Yeay! T T Durai stepped down! Great, now we'll see how much the next leader earns, $25,000 again? With 12 months bonus? What he earns in 1 month, my dads takes 5. Gold tap somemore!
Havin' all kind of wierd dreams these past few days. Must be because of what my baby makes me do everytime we talk on the phone before I sleep.
Dreamt that my cousin was stayin' at my house with two of his friends and one of them was in a wheelchair. Then I got angry 'coz they were sleepin' in my room and I had to knock before I could enter my room! They used my computer the whole night, then suddenly I saw Therene lyin' on my sister's bed. The entire family was just watchin' them doin' something on the computer. So I carried Therene and put her on the coach. Then I went to speak to my dad. I remembered I said something like, "This is my house and I must knock the door before I enter my own room?".
I forgot what happened after that. Wierd! Tabitha called me this mornin'. She called from a private number. When she said hello, she sounded like Mandy so I said hi baby! Then she said hello, who's this. Mandy and I like to play this game also so I really thought it was Mandy. Then finally she said, this is Tabitha. Chey! Hey birthday is 2 weeks from now. She's havin' a BBQ at East Coast on the 30th. She asked me to invite as many people as I could, see first lah. Don't wanna crash her party.

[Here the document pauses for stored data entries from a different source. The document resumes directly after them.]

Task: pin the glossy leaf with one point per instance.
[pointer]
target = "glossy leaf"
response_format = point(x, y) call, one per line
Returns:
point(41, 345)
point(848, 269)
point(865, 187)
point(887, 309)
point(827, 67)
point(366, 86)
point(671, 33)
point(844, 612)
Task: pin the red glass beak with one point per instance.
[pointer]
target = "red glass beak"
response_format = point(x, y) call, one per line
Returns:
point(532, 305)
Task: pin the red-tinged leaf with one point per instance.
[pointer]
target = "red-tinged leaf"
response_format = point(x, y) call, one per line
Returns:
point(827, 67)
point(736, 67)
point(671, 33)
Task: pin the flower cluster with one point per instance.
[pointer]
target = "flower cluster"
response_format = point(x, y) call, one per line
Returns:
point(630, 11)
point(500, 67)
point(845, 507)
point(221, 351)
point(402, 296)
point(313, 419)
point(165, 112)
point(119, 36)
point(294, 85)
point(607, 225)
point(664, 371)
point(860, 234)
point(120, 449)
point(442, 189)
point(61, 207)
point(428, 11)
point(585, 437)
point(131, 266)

Anyone interested? Free BBQ East Coast, 30th July, 5pm to 12 am? Come approache me for details yeah?
I published photos of my wanted list. Wow, I didn't realised I wanted so many things! 20 only, found 2 ohredy. Could have gotten one more last week, but spent all my cash ohredy! I think I'll complete my conquest when I'm 25! Damn!
I didn't realised the Oakley glasses looked so nice. The virgin mary tattoo won't be so colourful, just black outline, no shadin', on my chest. The shoes damn cool lah! Lan Jiao!
Hmm, it seems like you've moved on. That's good. Someone said stuff 'bout security, trust blah blah blah, guess that went out the window when I threw you out too! Money, the only thing I didn't have, that wasn't good enough for you right? I guess so too.
This followin' quotation is from the book Jane Eyre, now everyone knows I'm not a fan of readin' at all. But this is one of those books that can even capture my attention! I just love this part. The truth is, mr. Rochester does love Jane, only she doesn't know it. She thinks he's in love with another lady. Oh the headaches of literature! Enjoy!
I have told you, reader, that I had learnt to love Mr. Rochester: I could not unlove him now, merely because I found that he had ceased to notice me--because I might pass hours in his presence and he would never once turn his eyes in my direction--because I saw all his attentions appropriated by a great lady, who scorned to touch me with the hem of her robes as she passed; who if ever her dark and imperious eye fell on me by chance, would withdraw it instantly as from an object too mean to merit observation. I could not unlove him, because I felt sure he would soon marry this very lady--because I read daily in her a proud security in his intentions respecting her--because I witnessed hourly in him a style of courtship which, if careless and choosing rather to be sought than to seek, was yet in its very carelessness, captivating, and in its very pride, irresistible.
I felt he had not given her his love, and that her qualifications were ill adapted to win from him that treasure. This was the point--this was where the nerve was touched and teased--this was where the fever was sustained and fed: she could not charm him.
I am no bird and no net ensnares me. I am a free human being with an independent will.
...I looked at my face in the glass, and felt it was no longer plain: there was hope in its aspect, and life in its colour: and my eyes seemed as if they had beheld the fount of fruition, and borrowed beams from the lustrous ripple.
1 month anniversary commin' up. Dunno what to do. Help! Ideas! Headache! I got ideas lah, but cannot post, later wait some people (hint! hint!) read then the surprise spoil lah!
2 BBQs comin' up. Dunno if my baby can follow me, dun wanna go alone! Fish! Hope she can make it.